EventStream provides API endpoints for your Django application that can push data to connected clients. Data is sent using the Server-Sent Events protocol (SSE), in which data is streamed over a never-ending HTTP response.

For example, you could create an endpoint, /events/, that a client could connect to with a GET request:

GET /events/ HTTP/1.1
Host: api.example.com
Accept: text/event-stream

The client would receive a streaming HTTP response with content looking like this:

HTTP/1.1 200 OK
Transfer-Encoding: chunked
Connection: Transfer-Encoding
Content-Type: text/event-stream

event: message
data: {"foo": "bar"}

event: message
data: {"bar": "baz"}

...

Features:

  • Easy to consume from browsers or native applications.
  • Highly reliable. Events can be persisted to your database, so clients can recover if they get disconnected.
  • Set per-user channel permissions.
  • Clean API contract that could be exposed to third parties if desired.

Requirements

This library requires either:

  • Django Channels 3, for native asynchronous connection handling (needs Python 3.6+).

or

  • A GRIP-compatible proxy such as Pushpin or Fanout Cloud, for delegating the connection handling and keeping the Django app stateless.

Note that it is possible to combine the two.

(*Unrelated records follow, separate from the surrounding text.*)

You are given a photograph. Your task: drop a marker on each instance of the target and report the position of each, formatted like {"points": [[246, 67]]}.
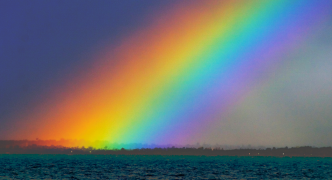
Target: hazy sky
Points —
{"points": [[43, 43]]}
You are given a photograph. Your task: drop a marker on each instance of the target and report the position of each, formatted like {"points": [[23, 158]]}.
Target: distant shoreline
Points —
{"points": [[305, 151]]}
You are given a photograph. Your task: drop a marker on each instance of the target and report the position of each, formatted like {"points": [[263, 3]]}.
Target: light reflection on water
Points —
{"points": [[161, 167]]}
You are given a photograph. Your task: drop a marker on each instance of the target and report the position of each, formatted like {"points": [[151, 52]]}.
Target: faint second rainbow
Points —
{"points": [[169, 82]]}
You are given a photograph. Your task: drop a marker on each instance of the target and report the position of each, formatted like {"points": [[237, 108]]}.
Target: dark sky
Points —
{"points": [[45, 42], [42, 42]]}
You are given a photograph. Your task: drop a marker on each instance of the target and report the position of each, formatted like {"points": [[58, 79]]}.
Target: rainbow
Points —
{"points": [[172, 80]]}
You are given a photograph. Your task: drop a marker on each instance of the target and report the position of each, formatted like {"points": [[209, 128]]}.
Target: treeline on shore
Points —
{"points": [[305, 151]]}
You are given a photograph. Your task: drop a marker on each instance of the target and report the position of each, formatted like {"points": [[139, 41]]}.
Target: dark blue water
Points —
{"points": [[161, 167]]}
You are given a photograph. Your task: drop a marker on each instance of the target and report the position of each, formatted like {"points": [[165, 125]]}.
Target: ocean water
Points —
{"points": [[162, 167]]}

If the app is set up with Channels and a connection arrives through a GRIP proxy, then the handling will be delegated.

Setup

We recommend setting up your project with Channels as this will give you the most flexibility, including being able to run standalone or with runserver.

Otherwise, see Setup without Channels.

Setup with Channels

First, install this module and the channels module:

pip install django-eventstream channels

Add the channels and django_eventstream apps to your settings.py:

INSTALLED_APPS = [
    ...
    'channels',
    'django_eventstream',
]

Add the GripMiddleware:

MIDDLEWARE = [
    'django_grip.GripMiddleware',
    ...
]

Channels introduces an entirely separate routing system for handling async connections. You'll need to declare an ASGI application instead of (or in addition to) a WSGI application.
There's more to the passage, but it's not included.